Y respecto a los seres humanos, nos encontramos tan ligados a la tecnología y tan inmersos en los nuevos avances, que es casi imposible no comportarnos en muchos aspectos de nuestra vida como lo haría un robot: Obsesionados con la privacidad, impidiendo que los sentimientos nos impidan cumplir con nuestras obligaciones y, sobre todo, coartando los sentimientos naturalmente presentes en nosotros. Todo para ser más eficientes.

Esta obsesión con la productividad solamente tiene un referente cercano en el mundo de los robots, pero no es humano.

Coartar nuestros sentimientos nos guía a ser más eficientes, pero no se pueden establecer relaciones vitales significativas sin el gasto de tiempo y esfuerzo que esto conlleva. Ser humano no es siempre ser inteligente. Establecer relaciones afectivas demanda un gran coste de energía, de recursos, pero es lo que a fin de cuentas nos hace diferentes de las máquinas.

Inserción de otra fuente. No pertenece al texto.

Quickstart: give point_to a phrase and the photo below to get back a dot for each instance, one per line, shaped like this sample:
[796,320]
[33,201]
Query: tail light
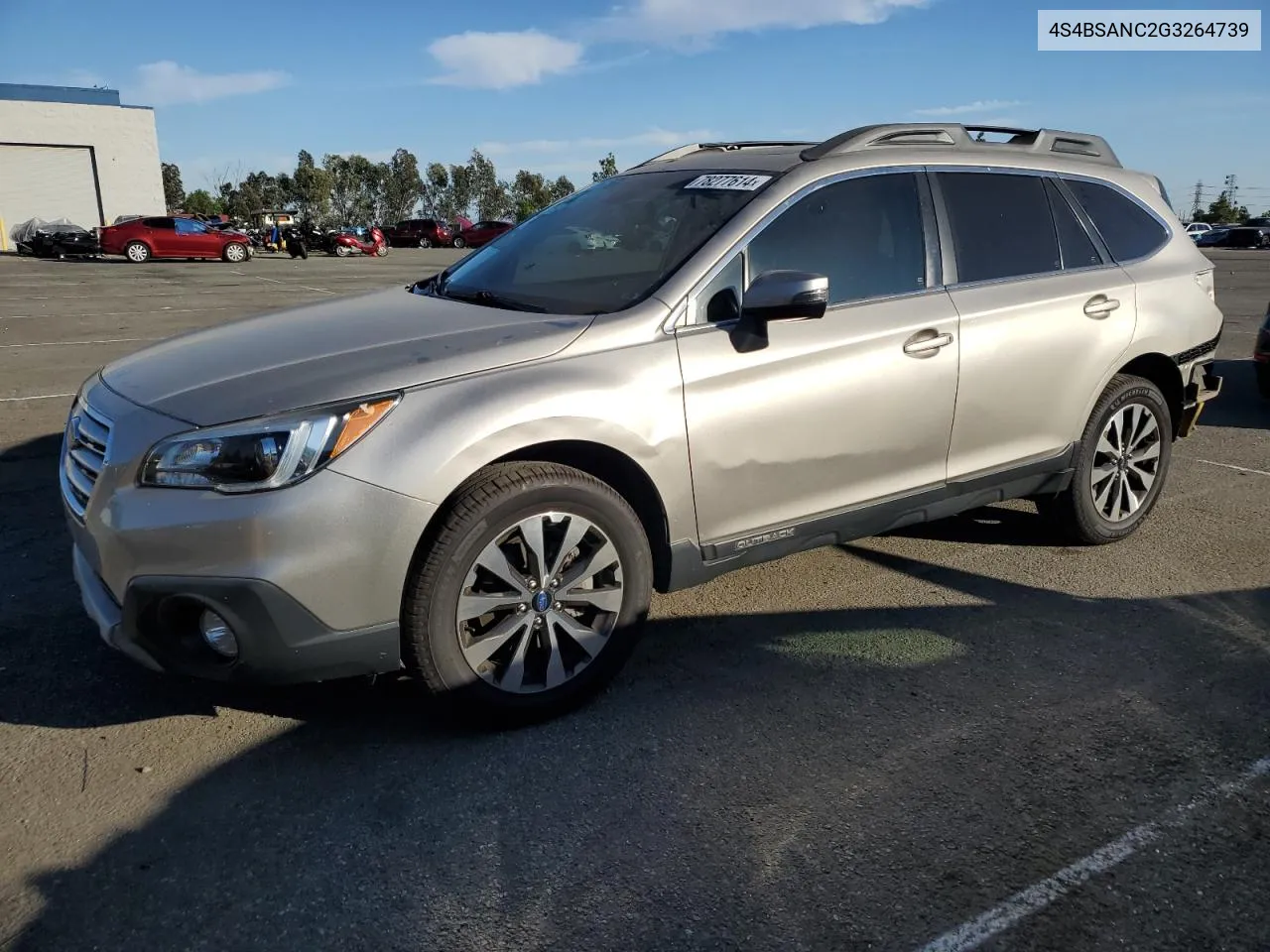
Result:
[1206,281]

Por eso, y si en verdad queremos que la inteligencia humana y la artificial sean equiparables, el único camino viable (el menos peligroso) es que nosotros nos comportemos más como robots.

Sería una lástima que eso sucediera.

Cuando las grandes empresas tecnológicas y corporativas nos piden racionalidad ante todo y se establecen algoritmos para cada eventualidad, están digitalizando nuestra conducta y obligándonos a actuar como lo haría una pieza de software. Se da, por supuesto, cierto margen de acción, pues seguimos siendo indudablemente humanos, pero en el trabajo hemos de ser engranes de la maquinaria.

Si llevamos las cosas un poco más allá, con gran frecuencia nos hacen upgrades: Nos actualizan con la computadora más reciente, el nuevo iPhone, la versión más reciente del sistema operativo y cámaras que nos fotografían desde el espacio, sitios que monitorizan con quien nos relacionamos y con quién no, gadgets que registran nuestros movimientos y plataformas que hacen un seguimiento de lo que compramos, lo que comemos, cuánto nos ejercitamos y los que vemos (lo que fotografiamos), la música que descargamos, los libros que leemos, las series de televisión y las películas que nos han gustado.

No digo que estas cosas nos hagan menos humanos, pero ciertamente engloban nuestra humanidad en categorías informáticas. Los seres humanos, afortunadamente, somos mucho más que eso y estamos colmados de una serie de capacidades que las máquinas jamás podrán emular: el arte (la experiencia artística ) y el amor.